See the explanation section below.

#### Explanation:

To approximate the Integral ${\int}_{a}^{b} f \left(x\right) \mathrm{dx}$ using trapezoidal approximation with $n$ intervals, use
${T}_{n} = \frac{\Delta x}{2} \left[f \left({x}_{0}\right) + 2 f \left({x}_{1}\right) + 2 f \left({x}_{2}\right) + \cdot \cdot \cdot 2 f \left({x}_{n - 1}\right) + f \left({x}_{n}\right)\right]$

In this question we have:
$f \left(x\right) = 9 \sqrt{\ln x}$
$\left\{a , b\right] = \left[1 , 4\right]$, and
$n = 6$.

So we get
$\Delta x = \frac{b - a}{n} = \frac{4 - 1}{6} = \frac{1}{2} = 0.5$

The endpoints of the subintervals are found by beginning at $a = 1$ and successively adding $\Delta x = 0.5$ to find the points until we get to ${x}_{n} = b = 4$.
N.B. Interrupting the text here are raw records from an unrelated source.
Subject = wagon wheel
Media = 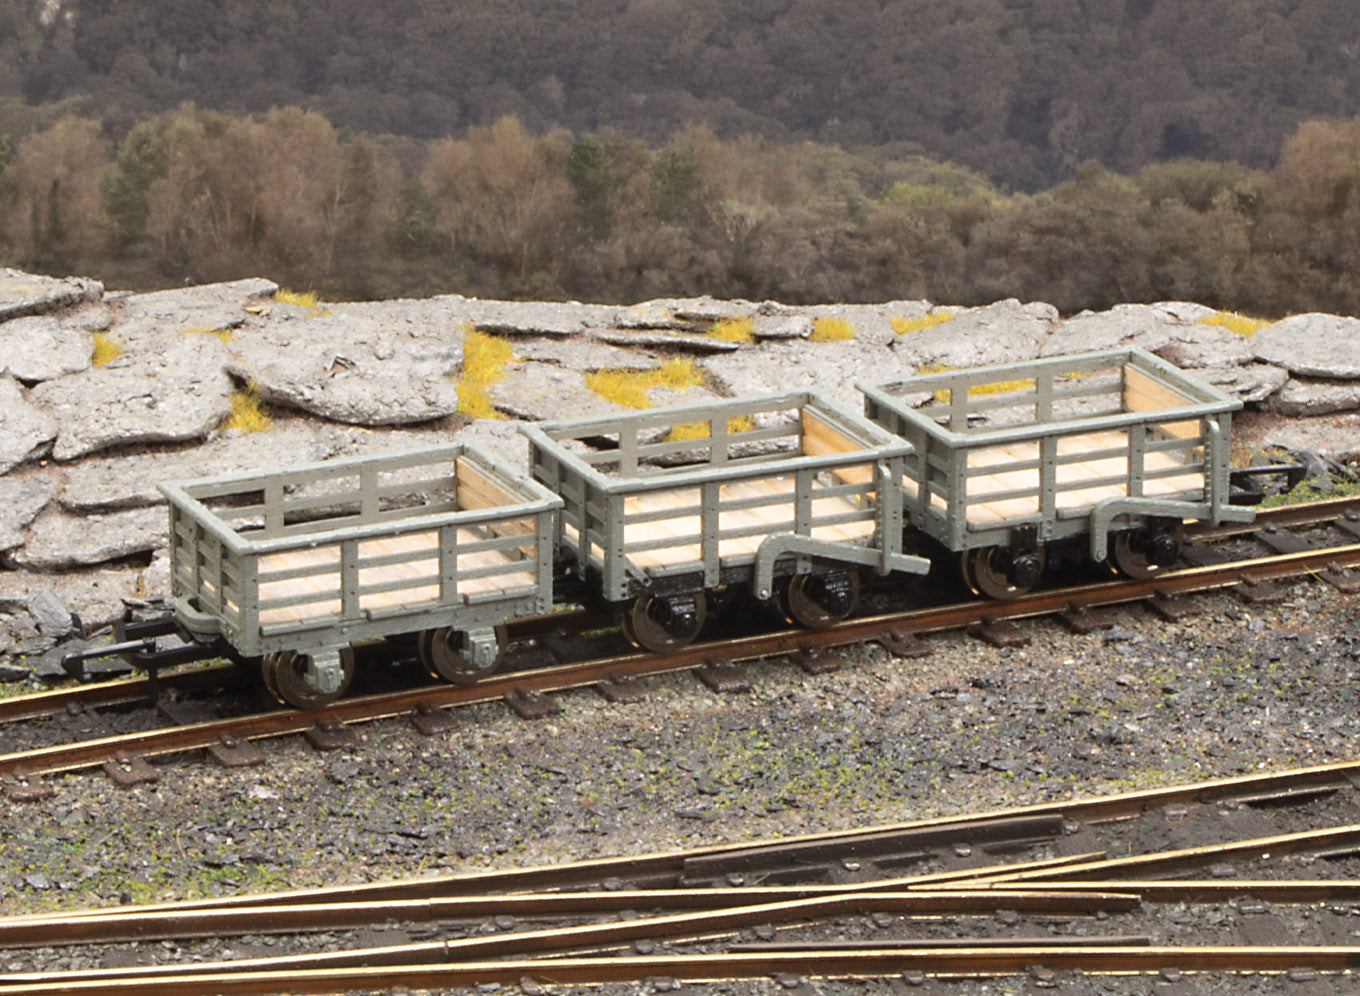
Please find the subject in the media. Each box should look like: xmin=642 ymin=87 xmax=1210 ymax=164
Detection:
xmin=418 ymin=626 xmax=507 ymax=685
xmin=1109 ymin=523 xmax=1183 ymax=579
xmin=261 ymin=648 xmax=357 ymax=710
xmin=777 ymin=571 xmax=861 ymax=629
xmin=961 ymin=545 xmax=1045 ymax=601
xmin=618 ymin=593 xmax=707 ymax=653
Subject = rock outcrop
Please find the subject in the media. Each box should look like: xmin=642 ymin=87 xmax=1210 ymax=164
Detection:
xmin=2 ymin=269 xmax=1359 ymax=667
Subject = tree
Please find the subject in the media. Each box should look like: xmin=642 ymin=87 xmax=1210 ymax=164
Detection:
xmin=102 ymin=120 xmax=168 ymax=249
xmin=2 ymin=116 xmax=112 ymax=268
xmin=649 ymin=142 xmax=705 ymax=224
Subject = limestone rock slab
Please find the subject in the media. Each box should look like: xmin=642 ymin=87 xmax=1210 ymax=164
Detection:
xmin=0 ymin=316 xmax=92 ymax=382
xmin=1270 ymin=377 xmax=1360 ymax=417
xmin=509 ymin=336 xmax=658 ymax=371
xmin=1261 ymin=413 xmax=1360 ymax=463
xmin=701 ymin=340 xmax=906 ymax=413
xmin=1251 ymin=314 xmax=1360 ymax=379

${x}_{0} = 1$, ${x}_{1} = 1.5$, ${x}_{2} = 2$, ${x}_{3} = 2.5$, ${x}_{4} = 3$, ${x}_{5} = 3.5$, ${x}_{6} = 4 = b$,

Now apply the formula (do the arithmetic) for $f \left(x\right) = 9 \sqrt{\ln x}$.

${T}_{6} = \frac{\Delta x}{2} \left[f \left({x}_{0}\right) + 2 f \left({x}_{1}\right) + 2 f \left({x}_{2}\right) + \cdot \cdot \cdot 2 f \left({x}_{5}\right) + f \left({x}_{6}\right)\right]$